Who are you trying to influence? Working with communities means you are developing a relationship with those communities. That is a really powerful form of soft power, because often museums talk about people but not with people. This is an example of sharing curatorial authority with new people. But whether you are then able to attract broader circles of people, that depends on what comes out of that relationship.
Gail Lord is giving a speech this week at the Hands On! Conference in Amsterdam, about soft power in children’s museums. Even in children’s museums, sharing curatorial authority can be problematic, as can asking people what could or should change. It’s extremely hard for museums to share authority, but we would argue that that is really important to a museum’s ability to have soft power.
Say your children’s museum wants to develop intercultural understanding within your community, and your strategy is to work with local communities to better reflect them. Your first concentric circle of influence is with people you work with. The second concentric circle is visitors. If you want to influence a broader selection of people, you need to figure that out. It’s a game of influence and credibility, not numbers.
Intercultural understanding is a whole book unto itself.
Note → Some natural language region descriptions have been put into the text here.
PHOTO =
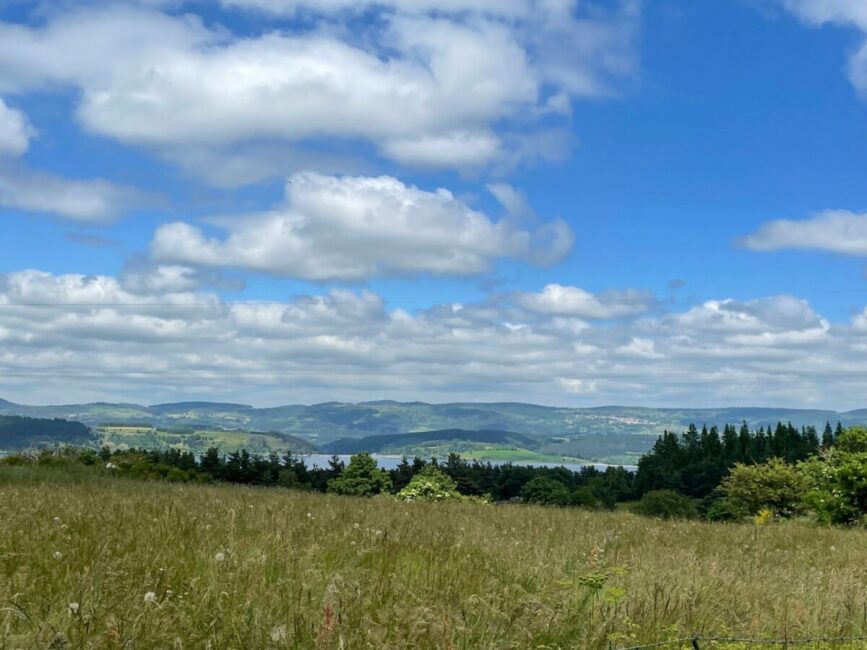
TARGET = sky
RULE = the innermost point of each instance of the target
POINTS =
(566, 202)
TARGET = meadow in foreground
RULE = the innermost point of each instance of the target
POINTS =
(90, 562)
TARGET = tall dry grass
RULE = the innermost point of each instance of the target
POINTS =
(119, 564)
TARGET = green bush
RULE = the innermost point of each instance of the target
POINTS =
(545, 491)
(666, 504)
(776, 486)
(430, 485)
(583, 497)
(836, 486)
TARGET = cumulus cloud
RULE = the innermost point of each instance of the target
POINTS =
(428, 85)
(819, 12)
(353, 228)
(103, 338)
(851, 13)
(836, 231)
(33, 191)
(85, 201)
(15, 131)
(556, 299)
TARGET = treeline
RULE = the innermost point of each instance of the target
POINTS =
(731, 474)
(695, 463)
(589, 487)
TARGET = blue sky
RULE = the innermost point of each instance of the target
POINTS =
(649, 202)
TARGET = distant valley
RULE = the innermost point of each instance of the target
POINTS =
(507, 430)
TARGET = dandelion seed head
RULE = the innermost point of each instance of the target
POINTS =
(278, 634)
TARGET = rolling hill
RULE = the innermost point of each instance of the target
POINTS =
(606, 434)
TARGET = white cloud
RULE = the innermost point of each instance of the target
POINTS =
(556, 299)
(351, 228)
(85, 201)
(427, 87)
(850, 13)
(836, 231)
(97, 338)
(15, 131)
(819, 12)
(511, 9)
(639, 347)
(462, 149)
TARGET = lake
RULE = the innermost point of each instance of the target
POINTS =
(391, 462)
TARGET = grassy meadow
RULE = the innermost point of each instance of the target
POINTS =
(89, 561)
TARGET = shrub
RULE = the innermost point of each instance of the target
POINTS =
(836, 486)
(430, 485)
(854, 440)
(775, 485)
(583, 497)
(666, 504)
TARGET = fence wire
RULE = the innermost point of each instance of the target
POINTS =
(697, 641)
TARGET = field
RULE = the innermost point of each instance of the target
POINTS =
(97, 562)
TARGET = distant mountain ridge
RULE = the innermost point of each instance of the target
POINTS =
(617, 434)
(330, 421)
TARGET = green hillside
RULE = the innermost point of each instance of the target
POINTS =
(606, 434)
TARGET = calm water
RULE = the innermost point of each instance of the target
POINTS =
(390, 462)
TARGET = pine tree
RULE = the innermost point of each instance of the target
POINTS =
(827, 436)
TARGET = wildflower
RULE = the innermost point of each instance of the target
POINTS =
(278, 634)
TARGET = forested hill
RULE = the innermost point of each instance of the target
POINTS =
(396, 442)
(330, 421)
(324, 423)
(20, 433)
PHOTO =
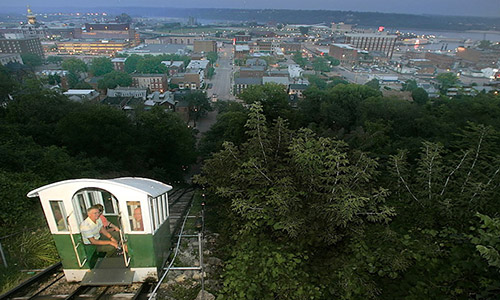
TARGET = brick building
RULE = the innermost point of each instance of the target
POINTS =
(372, 42)
(346, 54)
(204, 46)
(22, 46)
(154, 82)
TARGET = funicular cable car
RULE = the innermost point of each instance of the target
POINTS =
(138, 206)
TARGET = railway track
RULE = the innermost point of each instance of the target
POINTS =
(50, 283)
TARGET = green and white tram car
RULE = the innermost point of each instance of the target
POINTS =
(65, 206)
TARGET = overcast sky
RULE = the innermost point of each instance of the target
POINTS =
(487, 8)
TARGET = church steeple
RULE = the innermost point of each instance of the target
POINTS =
(31, 16)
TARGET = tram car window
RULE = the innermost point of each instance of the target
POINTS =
(137, 206)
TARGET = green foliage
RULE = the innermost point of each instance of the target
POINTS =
(7, 84)
(420, 96)
(333, 61)
(446, 80)
(262, 269)
(101, 66)
(74, 65)
(198, 104)
(321, 64)
(32, 60)
(409, 85)
(298, 59)
(488, 240)
(114, 79)
(229, 127)
(374, 84)
(34, 249)
(272, 96)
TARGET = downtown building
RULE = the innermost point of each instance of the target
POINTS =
(377, 42)
(22, 46)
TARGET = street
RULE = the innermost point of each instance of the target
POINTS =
(223, 77)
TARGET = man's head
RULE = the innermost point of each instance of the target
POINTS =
(99, 207)
(138, 214)
(93, 213)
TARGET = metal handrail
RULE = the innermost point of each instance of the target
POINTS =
(75, 246)
(122, 240)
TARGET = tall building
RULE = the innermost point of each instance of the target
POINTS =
(115, 31)
(204, 46)
(380, 42)
(22, 46)
(346, 54)
(479, 57)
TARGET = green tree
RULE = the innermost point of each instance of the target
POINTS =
(101, 66)
(420, 96)
(297, 193)
(130, 65)
(74, 65)
(31, 60)
(446, 80)
(7, 84)
(409, 85)
(198, 104)
(114, 79)
(374, 84)
(273, 98)
(333, 61)
(151, 65)
(298, 59)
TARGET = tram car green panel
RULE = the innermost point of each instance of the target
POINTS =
(67, 252)
(150, 250)
(162, 242)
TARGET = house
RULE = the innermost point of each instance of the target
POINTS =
(297, 89)
(133, 92)
(174, 67)
(278, 80)
(242, 83)
(82, 95)
(153, 82)
(189, 80)
(254, 71)
(119, 63)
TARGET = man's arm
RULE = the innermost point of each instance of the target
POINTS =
(111, 241)
(94, 241)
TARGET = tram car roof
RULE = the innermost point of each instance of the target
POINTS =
(148, 186)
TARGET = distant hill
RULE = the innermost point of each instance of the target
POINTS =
(364, 19)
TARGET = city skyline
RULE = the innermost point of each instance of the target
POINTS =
(482, 8)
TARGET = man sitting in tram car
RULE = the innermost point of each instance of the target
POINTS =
(92, 228)
(138, 225)
(108, 225)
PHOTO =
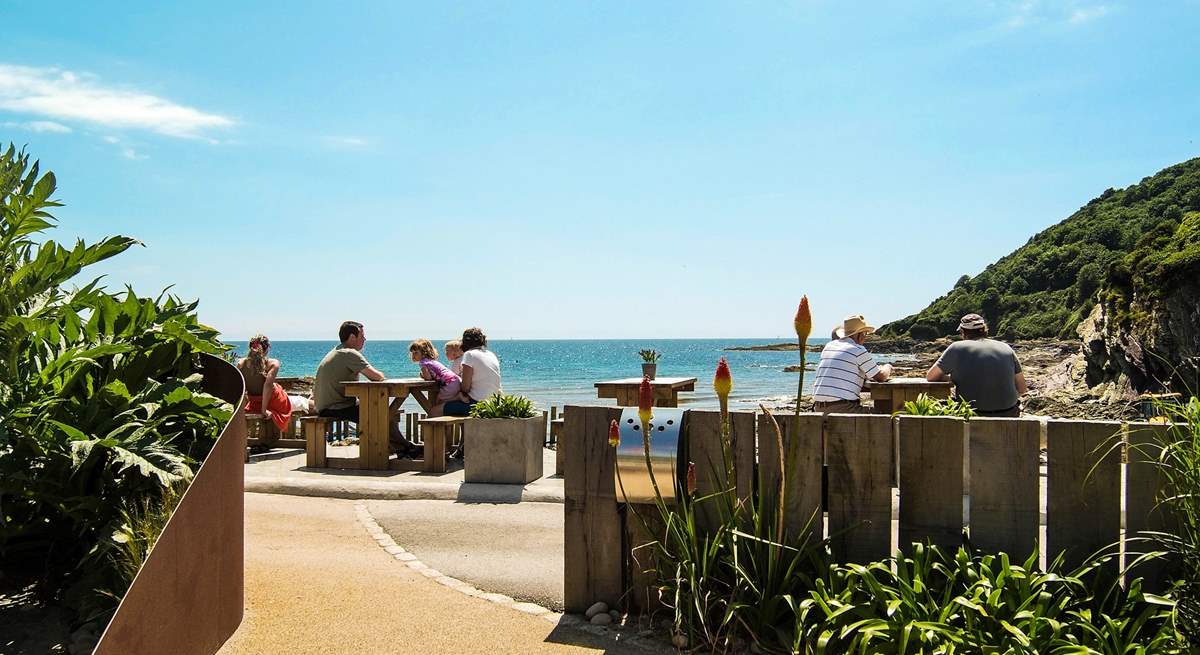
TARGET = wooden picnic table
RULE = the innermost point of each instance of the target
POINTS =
(889, 396)
(377, 401)
(666, 390)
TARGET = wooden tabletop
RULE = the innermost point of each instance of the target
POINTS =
(407, 384)
(678, 384)
(909, 382)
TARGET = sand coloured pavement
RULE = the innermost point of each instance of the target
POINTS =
(316, 582)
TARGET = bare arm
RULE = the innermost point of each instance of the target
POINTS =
(273, 370)
(467, 374)
(372, 373)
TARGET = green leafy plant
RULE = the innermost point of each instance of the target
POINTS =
(929, 406)
(499, 406)
(649, 355)
(1176, 454)
(100, 395)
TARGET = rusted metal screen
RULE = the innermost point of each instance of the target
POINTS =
(187, 598)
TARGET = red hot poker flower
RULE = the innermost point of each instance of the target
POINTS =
(723, 382)
(646, 401)
(803, 322)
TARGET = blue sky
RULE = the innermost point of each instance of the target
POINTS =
(571, 169)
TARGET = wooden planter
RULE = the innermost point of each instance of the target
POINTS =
(503, 450)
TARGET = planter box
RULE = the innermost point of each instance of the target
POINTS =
(503, 450)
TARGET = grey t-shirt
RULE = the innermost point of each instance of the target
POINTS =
(983, 372)
(341, 365)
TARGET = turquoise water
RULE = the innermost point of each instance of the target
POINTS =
(563, 372)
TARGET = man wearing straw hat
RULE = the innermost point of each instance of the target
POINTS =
(845, 367)
(984, 371)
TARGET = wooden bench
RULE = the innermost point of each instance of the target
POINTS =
(436, 432)
(262, 432)
(556, 434)
(315, 428)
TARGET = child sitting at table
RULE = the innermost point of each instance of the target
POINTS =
(449, 383)
(454, 353)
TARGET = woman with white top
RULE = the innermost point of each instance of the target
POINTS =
(480, 373)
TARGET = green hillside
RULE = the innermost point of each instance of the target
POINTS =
(1049, 284)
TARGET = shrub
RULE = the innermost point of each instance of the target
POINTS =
(498, 406)
(101, 407)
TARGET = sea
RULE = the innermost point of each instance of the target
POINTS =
(561, 372)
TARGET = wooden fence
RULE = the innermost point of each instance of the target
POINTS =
(983, 475)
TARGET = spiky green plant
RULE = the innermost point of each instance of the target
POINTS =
(498, 406)
(929, 406)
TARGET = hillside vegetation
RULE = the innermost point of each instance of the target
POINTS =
(1138, 240)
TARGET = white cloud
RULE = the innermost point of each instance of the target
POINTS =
(130, 154)
(40, 126)
(1024, 13)
(66, 96)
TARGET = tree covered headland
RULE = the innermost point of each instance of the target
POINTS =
(1140, 241)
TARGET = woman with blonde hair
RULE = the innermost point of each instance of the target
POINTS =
(267, 397)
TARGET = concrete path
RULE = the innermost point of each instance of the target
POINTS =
(285, 472)
(316, 582)
(513, 550)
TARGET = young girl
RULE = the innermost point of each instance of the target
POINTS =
(449, 384)
(454, 353)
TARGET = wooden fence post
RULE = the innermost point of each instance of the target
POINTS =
(858, 452)
(931, 480)
(1005, 485)
(593, 556)
(1145, 487)
(1083, 490)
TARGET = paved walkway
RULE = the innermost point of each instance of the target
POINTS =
(285, 472)
(316, 582)
(515, 550)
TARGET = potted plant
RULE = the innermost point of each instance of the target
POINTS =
(649, 362)
(503, 440)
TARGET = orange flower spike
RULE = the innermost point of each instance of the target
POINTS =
(646, 401)
(723, 382)
(803, 320)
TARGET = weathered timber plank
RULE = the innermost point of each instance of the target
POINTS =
(858, 455)
(1083, 488)
(1145, 488)
(1005, 485)
(381, 424)
(930, 480)
(592, 523)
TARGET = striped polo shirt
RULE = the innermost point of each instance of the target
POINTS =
(845, 366)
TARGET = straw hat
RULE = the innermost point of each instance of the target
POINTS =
(856, 324)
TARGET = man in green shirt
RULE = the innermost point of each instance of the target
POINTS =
(340, 366)
(346, 364)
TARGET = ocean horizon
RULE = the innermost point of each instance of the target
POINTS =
(559, 372)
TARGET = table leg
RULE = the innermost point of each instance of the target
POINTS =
(373, 448)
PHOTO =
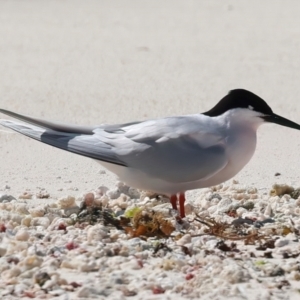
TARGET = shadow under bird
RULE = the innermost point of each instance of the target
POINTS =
(169, 155)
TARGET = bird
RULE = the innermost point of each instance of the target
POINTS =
(170, 155)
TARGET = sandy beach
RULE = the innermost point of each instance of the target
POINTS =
(93, 62)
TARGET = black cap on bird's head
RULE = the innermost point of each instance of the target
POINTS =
(241, 98)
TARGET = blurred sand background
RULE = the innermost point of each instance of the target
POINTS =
(92, 62)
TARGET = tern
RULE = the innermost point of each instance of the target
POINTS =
(169, 155)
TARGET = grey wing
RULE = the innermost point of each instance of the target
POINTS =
(178, 149)
(179, 160)
(73, 138)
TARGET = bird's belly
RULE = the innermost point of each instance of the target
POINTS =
(239, 154)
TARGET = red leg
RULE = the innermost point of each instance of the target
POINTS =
(181, 205)
(173, 201)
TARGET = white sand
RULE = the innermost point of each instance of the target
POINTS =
(91, 62)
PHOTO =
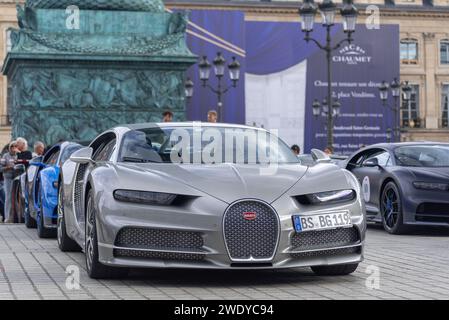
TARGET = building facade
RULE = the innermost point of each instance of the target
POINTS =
(424, 52)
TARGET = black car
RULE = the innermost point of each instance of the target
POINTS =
(404, 184)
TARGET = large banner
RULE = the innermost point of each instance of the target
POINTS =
(358, 69)
(282, 75)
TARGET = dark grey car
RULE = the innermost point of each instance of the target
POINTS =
(404, 184)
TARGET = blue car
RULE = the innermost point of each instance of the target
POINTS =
(41, 188)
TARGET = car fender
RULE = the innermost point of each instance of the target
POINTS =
(48, 177)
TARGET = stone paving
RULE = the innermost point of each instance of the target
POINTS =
(396, 267)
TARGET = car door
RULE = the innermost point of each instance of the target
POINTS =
(83, 171)
(370, 177)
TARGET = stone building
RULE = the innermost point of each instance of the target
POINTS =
(424, 52)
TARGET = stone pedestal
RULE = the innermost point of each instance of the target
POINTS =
(72, 78)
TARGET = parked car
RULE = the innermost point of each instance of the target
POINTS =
(404, 184)
(40, 185)
(128, 203)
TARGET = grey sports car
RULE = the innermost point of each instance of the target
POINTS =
(192, 195)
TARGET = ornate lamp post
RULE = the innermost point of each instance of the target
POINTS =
(395, 87)
(328, 11)
(322, 109)
(219, 65)
(189, 85)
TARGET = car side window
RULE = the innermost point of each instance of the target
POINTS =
(105, 151)
(383, 158)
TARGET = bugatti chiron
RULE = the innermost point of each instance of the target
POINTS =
(404, 184)
(189, 195)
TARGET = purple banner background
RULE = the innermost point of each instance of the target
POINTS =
(378, 52)
(276, 46)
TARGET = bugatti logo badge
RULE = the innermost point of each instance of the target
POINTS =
(249, 216)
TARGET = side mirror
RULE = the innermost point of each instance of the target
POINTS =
(19, 169)
(371, 163)
(82, 156)
(320, 157)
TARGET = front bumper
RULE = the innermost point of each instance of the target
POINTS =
(204, 216)
(426, 208)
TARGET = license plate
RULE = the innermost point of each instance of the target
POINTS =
(322, 221)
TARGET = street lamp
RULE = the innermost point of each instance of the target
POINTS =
(219, 65)
(328, 12)
(323, 109)
(189, 85)
(395, 88)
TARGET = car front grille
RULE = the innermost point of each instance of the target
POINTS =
(177, 256)
(433, 212)
(320, 239)
(327, 253)
(254, 239)
(158, 239)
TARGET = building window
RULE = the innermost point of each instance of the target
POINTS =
(410, 110)
(444, 51)
(444, 106)
(8, 41)
(409, 51)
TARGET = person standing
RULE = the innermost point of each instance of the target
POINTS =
(296, 149)
(167, 116)
(39, 149)
(329, 150)
(7, 168)
(22, 150)
(212, 116)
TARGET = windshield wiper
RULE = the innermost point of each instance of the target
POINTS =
(139, 160)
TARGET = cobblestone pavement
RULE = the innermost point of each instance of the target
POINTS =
(410, 267)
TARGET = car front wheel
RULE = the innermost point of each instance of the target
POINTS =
(391, 209)
(65, 243)
(95, 268)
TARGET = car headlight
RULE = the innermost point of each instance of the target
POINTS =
(327, 197)
(431, 186)
(144, 197)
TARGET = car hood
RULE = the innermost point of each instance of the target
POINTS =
(436, 174)
(227, 182)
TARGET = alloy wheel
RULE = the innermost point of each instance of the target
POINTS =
(390, 207)
(90, 233)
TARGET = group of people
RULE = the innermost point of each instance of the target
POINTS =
(15, 152)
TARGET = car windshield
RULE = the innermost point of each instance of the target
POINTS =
(204, 145)
(423, 156)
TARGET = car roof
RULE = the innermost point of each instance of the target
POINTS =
(187, 124)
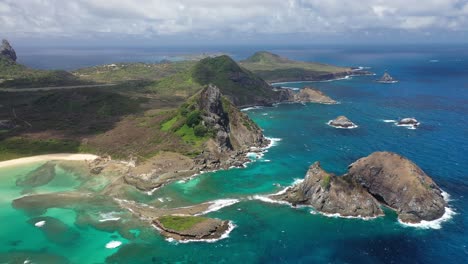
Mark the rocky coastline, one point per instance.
(381, 179)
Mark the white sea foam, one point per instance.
(213, 240)
(337, 215)
(338, 127)
(40, 224)
(251, 108)
(437, 223)
(112, 216)
(152, 191)
(113, 244)
(219, 204)
(273, 142)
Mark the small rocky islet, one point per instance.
(386, 78)
(342, 122)
(382, 178)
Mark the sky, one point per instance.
(196, 22)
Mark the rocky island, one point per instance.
(312, 95)
(185, 227)
(342, 122)
(386, 78)
(382, 178)
(408, 122)
(331, 194)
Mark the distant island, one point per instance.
(386, 78)
(149, 125)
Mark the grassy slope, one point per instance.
(180, 223)
(132, 71)
(272, 67)
(133, 118)
(15, 75)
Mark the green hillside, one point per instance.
(274, 68)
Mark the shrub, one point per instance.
(200, 130)
(193, 118)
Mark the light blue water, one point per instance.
(436, 93)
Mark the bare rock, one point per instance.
(331, 194)
(7, 51)
(400, 184)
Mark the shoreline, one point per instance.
(47, 157)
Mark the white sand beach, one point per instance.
(60, 156)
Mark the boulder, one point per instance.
(399, 184)
(342, 122)
(331, 194)
(7, 51)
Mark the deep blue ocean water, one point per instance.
(433, 88)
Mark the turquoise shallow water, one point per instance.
(433, 92)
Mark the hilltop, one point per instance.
(274, 68)
(15, 75)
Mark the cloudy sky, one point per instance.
(233, 21)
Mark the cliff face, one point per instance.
(330, 194)
(234, 132)
(400, 184)
(382, 177)
(224, 135)
(7, 51)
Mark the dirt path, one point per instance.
(36, 89)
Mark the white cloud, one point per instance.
(215, 17)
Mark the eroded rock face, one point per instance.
(7, 51)
(400, 184)
(342, 122)
(309, 94)
(409, 121)
(330, 194)
(210, 228)
(386, 78)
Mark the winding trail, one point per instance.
(37, 89)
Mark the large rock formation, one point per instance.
(386, 78)
(229, 135)
(312, 95)
(342, 122)
(399, 184)
(7, 51)
(330, 194)
(204, 229)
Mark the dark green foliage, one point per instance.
(193, 118)
(200, 130)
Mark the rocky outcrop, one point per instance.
(342, 122)
(208, 228)
(409, 121)
(399, 184)
(386, 78)
(7, 51)
(312, 95)
(330, 194)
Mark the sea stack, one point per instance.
(7, 51)
(386, 78)
(186, 227)
(342, 122)
(409, 122)
(312, 95)
(331, 194)
(399, 184)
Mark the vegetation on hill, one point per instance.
(180, 223)
(119, 72)
(14, 75)
(274, 68)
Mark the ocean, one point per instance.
(433, 88)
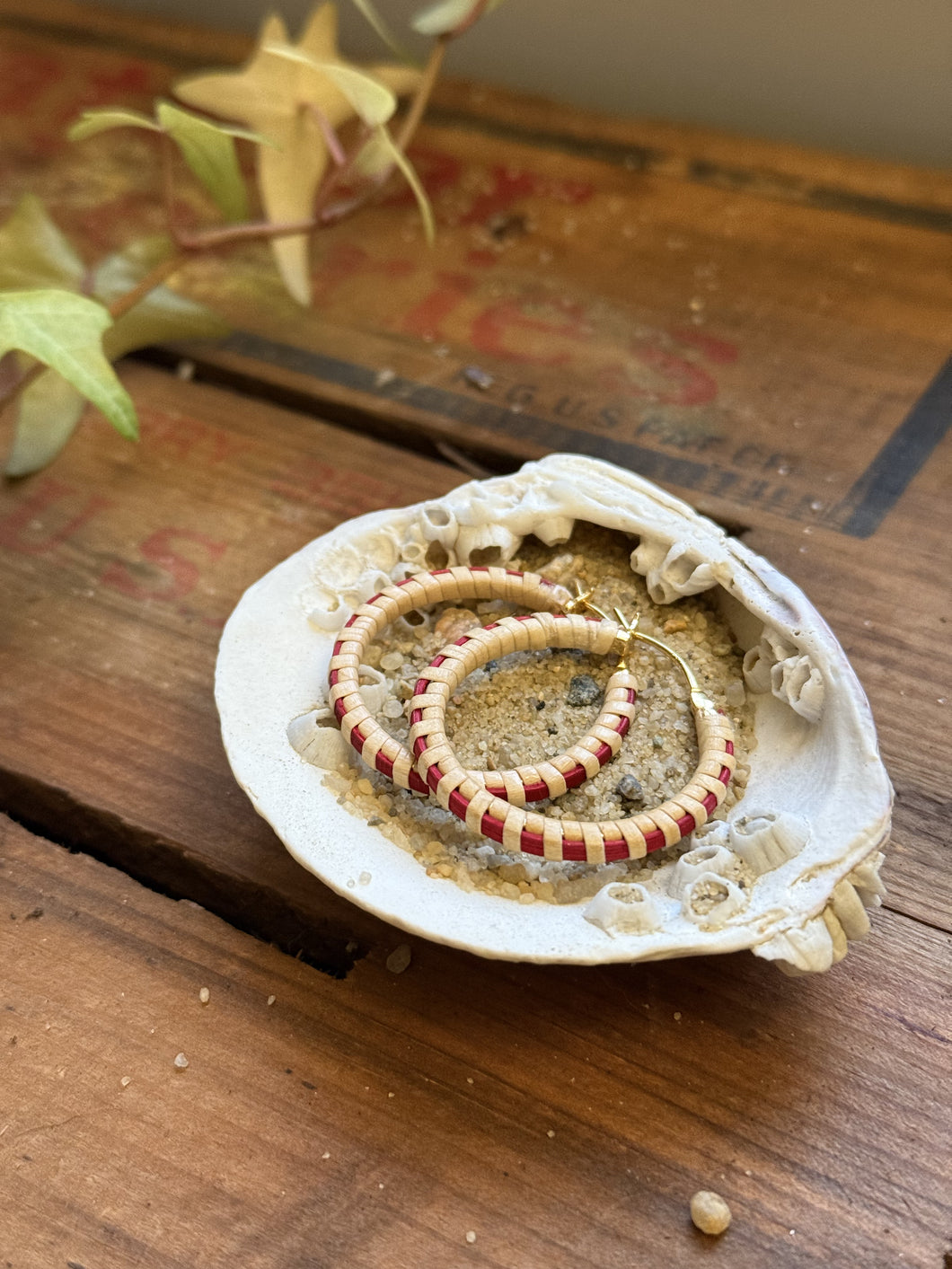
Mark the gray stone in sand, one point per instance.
(583, 691)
But importantly, just because a whole lot of people see your exhibit doesn’t mean you are influencing them.
In your introduction to your book, you suggest that museums are places that present the leading ideas of the times. What is the relationship between museums as idea leaders and museum collections? Does the museum collection matter in the 21st century museum? If not, what makes a museum a museum?
I would say how the collection is framed is the source of power. I can think of tons of amazing exhibits from small museums. For example, The Foundling Museum in London is sited within the Foundling Hospital, founded in the 18th century as an orphanage. This museum is asking questions about how the women in its art collection are depicted or reflected through different historical eras.
The Museum of Copenhagen has taken its collections related to the city, and is trying to use it to connect to issues such as comparing migrants to Copenhagen now to migrants 100 years ago.
The David Livingstone Centre, in Scotland, houses a collection related to the life and times of explorer David Livingstone. As part of the master planning process which they are currently undergoing, they are thinking about how they can reposition the Centre to tell a story more relevant to the audience – about colonialism, Africa, and adventure; about how Livingstone’s curiosity was fostered, and how that skill can help people today.
So many museums have really presented new and amazing ideas just by showing collections in a new light.
The Beany Museum transformed itself and its relationship with its community through a novel project called the “Paper Apothecary,” in which artists worked with school children and community groups to offer “cultural treatments” to make visitors feel happier.
Do you have anything else you would like to share?
I just want to reiterate that it’s really about museums recognizing that they are Civil Society institutions with a role to play in the communities in which they operate – not above or beyond it. And that is true for tiny, medium and huge museums. Somehow we see museums as being outside of context, outside of time and place. And what we are trying to do is show that they are firmly rooted in the place in which they are, and they have a responsibility to recognize that.